As a class, PARP inhibitors can cause profound damage to cancer cells in breast cancers that involve DNA repair pathway defects. A number of PARP inhibitors are undergoing clinical development, but none is yet FDA-approved for breast cancer.

OlympiAD and OlympiA: Clinical trial experience with olaparib

Cleveland Clinic is currently participating in two phase III clinical trials evaluating olaparib as a treatment for metastatic breast cancer as well as for stage II/III BRCA1/BRCA2, HER2-negative and triple-negative disease.
OlympiAD, the phase III trial on olaparib in metastatic breast cancer is ongoing but no longer recruiting participants and results are expected soon.
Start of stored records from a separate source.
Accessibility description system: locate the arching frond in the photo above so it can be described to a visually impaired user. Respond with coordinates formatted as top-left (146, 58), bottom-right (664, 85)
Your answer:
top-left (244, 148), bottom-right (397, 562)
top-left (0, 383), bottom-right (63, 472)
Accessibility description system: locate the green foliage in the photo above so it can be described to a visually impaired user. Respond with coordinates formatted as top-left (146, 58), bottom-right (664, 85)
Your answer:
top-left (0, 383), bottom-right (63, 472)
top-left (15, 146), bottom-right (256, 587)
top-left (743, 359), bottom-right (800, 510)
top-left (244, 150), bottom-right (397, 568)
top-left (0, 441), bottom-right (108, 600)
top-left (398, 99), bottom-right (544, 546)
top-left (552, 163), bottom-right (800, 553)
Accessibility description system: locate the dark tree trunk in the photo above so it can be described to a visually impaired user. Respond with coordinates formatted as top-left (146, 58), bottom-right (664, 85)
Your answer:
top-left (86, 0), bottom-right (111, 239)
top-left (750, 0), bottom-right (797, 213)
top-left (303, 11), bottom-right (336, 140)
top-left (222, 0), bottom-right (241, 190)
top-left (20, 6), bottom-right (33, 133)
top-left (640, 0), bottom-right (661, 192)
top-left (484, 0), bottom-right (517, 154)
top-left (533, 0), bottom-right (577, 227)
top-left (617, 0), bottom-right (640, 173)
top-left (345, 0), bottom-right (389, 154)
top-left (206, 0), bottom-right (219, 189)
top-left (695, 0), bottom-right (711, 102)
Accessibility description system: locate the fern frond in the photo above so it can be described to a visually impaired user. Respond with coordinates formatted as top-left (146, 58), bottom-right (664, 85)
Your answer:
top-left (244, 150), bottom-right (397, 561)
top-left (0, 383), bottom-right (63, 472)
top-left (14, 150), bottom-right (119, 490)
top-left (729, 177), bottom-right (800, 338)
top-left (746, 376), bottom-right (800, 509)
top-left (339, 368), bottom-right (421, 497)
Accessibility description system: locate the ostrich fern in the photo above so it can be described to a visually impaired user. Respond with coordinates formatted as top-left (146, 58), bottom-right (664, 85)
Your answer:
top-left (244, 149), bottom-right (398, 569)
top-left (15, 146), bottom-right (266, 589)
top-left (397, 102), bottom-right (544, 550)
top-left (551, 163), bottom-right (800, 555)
In the meantime, Cleveland Clinic is enrolling patients in the OlympiA study, a phase III trial with olaparib as an adjuvant treatment for earlier-stage breast cancers with DNA repair defects — that is, in women with stage II and stage III breast cancer who have completed local treatment and neoadjuvant or adjuvant chemotherapy.
“We have enough evidence from metastatic breast cancer trials to know that olaparib is active in stage IV breast cancer. So now we want to see what kind of benefit stage II/III breast cancer patients will derive from use of olaparib,” Dr. Abraham says.
Olaparib was the first PARP inhibitor approved by both the FDA and the European Medicines Agency for patients with BRCA1/2 mutant ovarian cancer. In 2014, the FDA approved olaparib for patients with germline BRCA-mutated ovarian cancer who have undergone three or more lines of chemotherapy. The treatment was approved along with the BRACAnalysis CDx, a companion diagnostic test.